Briefly the road flattened as we approached Piano Provenzana at 33km (and 1800m high). This junction was busy with spectators as it sees the race transition to volcanic ask and rock. I hit the transition in just under three hours and although my legs were tight and tiring I felt good. It only took a few minutes for me to be treated to a lesson in just exactly how remainder of the race was going to unfold. A few hundred metres in, crunching through ash, we hit the first of the serious upwards swings. My feet were sinking in the ash, like rough sand, sucking all the energy out. It hurt to push hard against this sponge that was sucking the life out of my legs at an alarming rate. I had to walk. That’s okay, that’s what’s required on such steep, tough terrain.
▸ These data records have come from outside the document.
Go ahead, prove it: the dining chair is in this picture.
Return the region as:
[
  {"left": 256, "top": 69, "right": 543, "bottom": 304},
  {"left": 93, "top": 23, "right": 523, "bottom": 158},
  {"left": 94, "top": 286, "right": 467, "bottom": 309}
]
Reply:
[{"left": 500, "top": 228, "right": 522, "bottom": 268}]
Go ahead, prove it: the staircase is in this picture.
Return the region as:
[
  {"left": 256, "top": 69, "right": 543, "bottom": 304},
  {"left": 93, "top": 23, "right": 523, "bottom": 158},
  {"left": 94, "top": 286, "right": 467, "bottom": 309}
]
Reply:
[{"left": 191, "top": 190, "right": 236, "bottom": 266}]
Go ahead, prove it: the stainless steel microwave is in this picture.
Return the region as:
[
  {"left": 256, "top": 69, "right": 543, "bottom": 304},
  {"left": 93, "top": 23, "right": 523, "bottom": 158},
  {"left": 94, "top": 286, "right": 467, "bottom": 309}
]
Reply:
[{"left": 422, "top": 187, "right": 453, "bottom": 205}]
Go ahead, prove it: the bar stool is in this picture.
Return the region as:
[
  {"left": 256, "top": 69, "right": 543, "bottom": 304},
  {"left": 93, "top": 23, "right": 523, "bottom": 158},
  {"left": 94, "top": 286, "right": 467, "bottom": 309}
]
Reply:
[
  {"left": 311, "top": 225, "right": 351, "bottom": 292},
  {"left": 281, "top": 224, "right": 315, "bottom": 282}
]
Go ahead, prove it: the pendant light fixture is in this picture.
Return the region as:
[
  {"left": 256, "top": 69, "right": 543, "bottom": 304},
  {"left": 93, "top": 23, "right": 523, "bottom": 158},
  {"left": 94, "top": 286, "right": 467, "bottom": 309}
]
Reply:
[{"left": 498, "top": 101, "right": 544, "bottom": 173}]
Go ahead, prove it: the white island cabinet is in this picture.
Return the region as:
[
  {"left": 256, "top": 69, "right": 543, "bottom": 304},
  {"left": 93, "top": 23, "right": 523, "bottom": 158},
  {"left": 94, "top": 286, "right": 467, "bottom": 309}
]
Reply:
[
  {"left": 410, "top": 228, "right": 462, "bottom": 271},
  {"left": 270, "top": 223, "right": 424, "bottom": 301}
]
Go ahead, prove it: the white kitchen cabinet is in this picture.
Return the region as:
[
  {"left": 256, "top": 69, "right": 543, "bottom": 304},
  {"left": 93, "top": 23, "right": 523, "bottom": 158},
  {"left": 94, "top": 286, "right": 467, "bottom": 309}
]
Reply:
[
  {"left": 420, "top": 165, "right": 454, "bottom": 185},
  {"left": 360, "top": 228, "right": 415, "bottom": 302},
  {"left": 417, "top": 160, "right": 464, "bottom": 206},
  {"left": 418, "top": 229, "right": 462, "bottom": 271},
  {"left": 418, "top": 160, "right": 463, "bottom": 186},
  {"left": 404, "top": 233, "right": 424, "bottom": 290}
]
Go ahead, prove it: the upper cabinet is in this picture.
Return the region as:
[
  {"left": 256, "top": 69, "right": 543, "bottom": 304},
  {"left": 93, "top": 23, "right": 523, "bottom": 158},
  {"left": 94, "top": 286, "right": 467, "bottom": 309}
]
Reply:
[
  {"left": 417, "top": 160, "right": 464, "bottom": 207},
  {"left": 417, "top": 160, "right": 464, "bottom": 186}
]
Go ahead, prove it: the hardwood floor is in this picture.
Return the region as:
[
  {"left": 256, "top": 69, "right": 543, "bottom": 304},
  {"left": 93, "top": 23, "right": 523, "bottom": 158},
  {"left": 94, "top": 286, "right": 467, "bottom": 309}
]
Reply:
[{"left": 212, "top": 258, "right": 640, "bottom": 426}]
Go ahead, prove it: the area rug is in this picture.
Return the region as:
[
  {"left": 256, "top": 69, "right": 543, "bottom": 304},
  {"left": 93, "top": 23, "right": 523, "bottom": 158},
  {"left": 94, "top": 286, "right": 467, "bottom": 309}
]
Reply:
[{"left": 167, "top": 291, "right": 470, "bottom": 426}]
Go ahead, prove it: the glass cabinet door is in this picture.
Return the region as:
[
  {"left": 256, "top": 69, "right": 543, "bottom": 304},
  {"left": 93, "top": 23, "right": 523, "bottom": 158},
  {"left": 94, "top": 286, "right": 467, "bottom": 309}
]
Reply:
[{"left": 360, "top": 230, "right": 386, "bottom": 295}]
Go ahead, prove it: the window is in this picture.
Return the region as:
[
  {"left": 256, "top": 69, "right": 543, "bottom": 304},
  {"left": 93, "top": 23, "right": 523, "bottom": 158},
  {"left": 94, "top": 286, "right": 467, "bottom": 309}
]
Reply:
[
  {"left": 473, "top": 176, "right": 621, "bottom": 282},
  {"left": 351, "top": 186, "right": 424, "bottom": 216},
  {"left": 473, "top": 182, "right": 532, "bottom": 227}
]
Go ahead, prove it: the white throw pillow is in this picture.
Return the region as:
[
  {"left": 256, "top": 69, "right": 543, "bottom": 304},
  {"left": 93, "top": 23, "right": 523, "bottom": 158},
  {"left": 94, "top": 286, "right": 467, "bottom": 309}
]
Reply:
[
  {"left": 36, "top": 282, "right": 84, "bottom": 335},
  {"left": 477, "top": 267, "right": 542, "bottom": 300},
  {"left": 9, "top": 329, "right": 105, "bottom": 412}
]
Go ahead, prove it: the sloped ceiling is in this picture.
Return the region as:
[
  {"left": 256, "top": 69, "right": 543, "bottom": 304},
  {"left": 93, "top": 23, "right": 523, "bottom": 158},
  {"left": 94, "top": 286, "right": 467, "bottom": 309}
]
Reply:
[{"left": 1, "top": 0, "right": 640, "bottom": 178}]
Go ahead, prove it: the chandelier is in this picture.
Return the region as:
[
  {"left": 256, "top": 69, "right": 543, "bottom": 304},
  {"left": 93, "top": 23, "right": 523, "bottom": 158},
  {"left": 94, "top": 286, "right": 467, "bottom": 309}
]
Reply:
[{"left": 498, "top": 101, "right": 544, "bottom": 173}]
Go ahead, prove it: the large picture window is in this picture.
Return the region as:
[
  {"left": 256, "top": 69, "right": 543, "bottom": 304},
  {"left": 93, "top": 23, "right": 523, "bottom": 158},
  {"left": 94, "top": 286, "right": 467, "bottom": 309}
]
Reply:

For the next kilometre I employed a frequent walk, ‘jog’ strategy.
Had I gone off too fast? I asked myself, power walking my way past petrified trees and the remaining green life up in this hostile landscape I had felt so in control, so strong on the tarmac, only to be brought down so swiftly, so brutally by the never-ending wall of black ash in-front of me.
Gradually, I walk, plod, jog, walk, walk, jog, walk, walk, walk and with some hands-on-knees efforts walk some more, up, up,up. All the green now gone, just black ash, ice and peaks in the distance. Every ten minutes or so I get to count off another kilometre as I power-walk my way past bemused hikers. Routinely I look back and I can see the runner in 5th place. It’s a strange situation, watching this inevitable overtaking unfold. He was clearly gaining on me and would pass but I had a good five minute of hearing him crunching away at the ash behind me before passing. I make a ridiculous token effort to stay with him that lasted all of thirty seconds before I went back to my sustainable, and less painful, plod. This happened at the 39km mark, he would go on to put five minutes into me I was struggling so much.
Three kilometres on I look back and see the next runner is in sight. He’s walking like I am but slowly gaining on me. This is even more comical than the last time. He’s only a few hundred metres behind me but we’re walking at such a similar pace it could take a while. The track leading through the 42 km mark is steep and this comically slow smackdown looks in danger of not going my way. Luckily just past 42 was almost flat track… and the finish only 800m away. It was like I could turn a key and start an angine, my legs sputtered back to life on the ‘flat’ ground and I was able to make Guiseppe eat black ash. Just 100m from the end the ground pitched up to a sickening gradient and my newly re-animated engine groaned, forcing a brief power-walk, before coming back online to let me cross the finish line in 5th place and 4:24:02 in the shadow of Mount Etna’s crater.